Hypoxemia and not hyperoxemia predicts worse outcome in severe COPD exacerbations - an observational study
Published in European Clinical Respiratory Journal, 2023
Charlotte Sandau, Ejvind Frausing Hansen, Lars Pedersen, Jens Ulrik Stæhr Jensen
Furthermore, gas exchange in the lungs is complex with hypoxemia, hypercapnia and acidosis influenced by a number of processes such as hypoxic pulmonary vasoconstriction, increased ventilation/perfusion-mismatch, the Haldane effect, resorption atelectasis, and inhibition of hypoxic drive, making therapy is equally complex [28]. It is known that hypercapnia and/or acidosis develops at a slower rate than hypoxemia. Despite this, literature indicates that between 10–20% of AECOPD admitted in hospitals present with type 2 respiratory failure by arrival [29,30], these patients are not included in our study, making it hard to compare our risk estimates with previous literature. However, it has been shown, that patients who develop acidosis during admission and initiate NIV after 24 hours of admission, have a higher mortality rate than those who arrive at the hospital with acidosis [31,32]. These patients, susceptible for hypercapnia and known for their need of close monitoring, are presented in our data.

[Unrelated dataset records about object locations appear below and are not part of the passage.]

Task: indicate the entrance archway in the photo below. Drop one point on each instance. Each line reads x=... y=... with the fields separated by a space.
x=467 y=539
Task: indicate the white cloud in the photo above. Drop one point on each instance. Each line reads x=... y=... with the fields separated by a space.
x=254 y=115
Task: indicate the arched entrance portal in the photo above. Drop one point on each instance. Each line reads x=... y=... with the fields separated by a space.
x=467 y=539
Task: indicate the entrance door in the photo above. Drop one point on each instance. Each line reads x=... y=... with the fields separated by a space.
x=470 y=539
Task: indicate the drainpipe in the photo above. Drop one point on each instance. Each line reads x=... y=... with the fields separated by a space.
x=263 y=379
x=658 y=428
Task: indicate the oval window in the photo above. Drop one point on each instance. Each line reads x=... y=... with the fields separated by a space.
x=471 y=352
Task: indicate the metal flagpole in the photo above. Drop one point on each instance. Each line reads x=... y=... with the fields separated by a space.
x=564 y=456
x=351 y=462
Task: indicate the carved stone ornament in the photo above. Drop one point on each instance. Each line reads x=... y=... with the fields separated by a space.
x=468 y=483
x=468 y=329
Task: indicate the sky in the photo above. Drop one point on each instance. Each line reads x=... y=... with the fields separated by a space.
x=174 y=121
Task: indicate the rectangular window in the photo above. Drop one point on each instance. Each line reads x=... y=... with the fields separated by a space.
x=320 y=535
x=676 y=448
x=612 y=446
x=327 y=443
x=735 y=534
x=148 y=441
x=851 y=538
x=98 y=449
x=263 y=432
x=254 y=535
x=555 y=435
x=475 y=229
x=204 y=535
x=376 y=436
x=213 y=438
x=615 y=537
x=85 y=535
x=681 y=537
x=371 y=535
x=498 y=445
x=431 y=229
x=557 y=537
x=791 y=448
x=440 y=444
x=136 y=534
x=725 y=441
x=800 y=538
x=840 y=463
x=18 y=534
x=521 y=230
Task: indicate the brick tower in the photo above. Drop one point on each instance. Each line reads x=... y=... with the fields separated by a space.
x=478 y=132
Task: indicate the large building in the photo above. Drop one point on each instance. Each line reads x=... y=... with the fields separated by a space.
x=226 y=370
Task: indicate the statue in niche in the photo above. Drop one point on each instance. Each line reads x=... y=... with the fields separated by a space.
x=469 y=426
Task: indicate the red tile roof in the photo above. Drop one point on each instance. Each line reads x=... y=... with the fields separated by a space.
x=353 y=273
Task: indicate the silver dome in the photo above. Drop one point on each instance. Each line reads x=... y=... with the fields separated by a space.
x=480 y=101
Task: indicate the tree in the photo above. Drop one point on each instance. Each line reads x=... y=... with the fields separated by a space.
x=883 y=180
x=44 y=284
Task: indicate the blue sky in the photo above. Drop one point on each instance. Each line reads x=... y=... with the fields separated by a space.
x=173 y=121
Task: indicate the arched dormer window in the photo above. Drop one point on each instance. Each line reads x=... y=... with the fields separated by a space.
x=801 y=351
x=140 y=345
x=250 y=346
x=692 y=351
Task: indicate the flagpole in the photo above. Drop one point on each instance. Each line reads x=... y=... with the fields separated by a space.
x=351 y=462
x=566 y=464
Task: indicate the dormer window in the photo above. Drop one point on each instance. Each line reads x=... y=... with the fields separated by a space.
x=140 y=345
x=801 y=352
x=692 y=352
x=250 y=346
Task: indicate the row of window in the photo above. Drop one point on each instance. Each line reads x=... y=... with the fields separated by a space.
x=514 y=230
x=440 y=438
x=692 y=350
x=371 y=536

However, the high rate of hyperoxemic episodes reported in our study is associated with a relatively low risk of hypercapnia. This indicates that the complex clinical procedure of monitoring oxygen administration via observations, algorithms, and Arteria Blood Gas (ABG) values have better conditions in hospital settings as opposed to pre-hospital settings and stress the importance of it.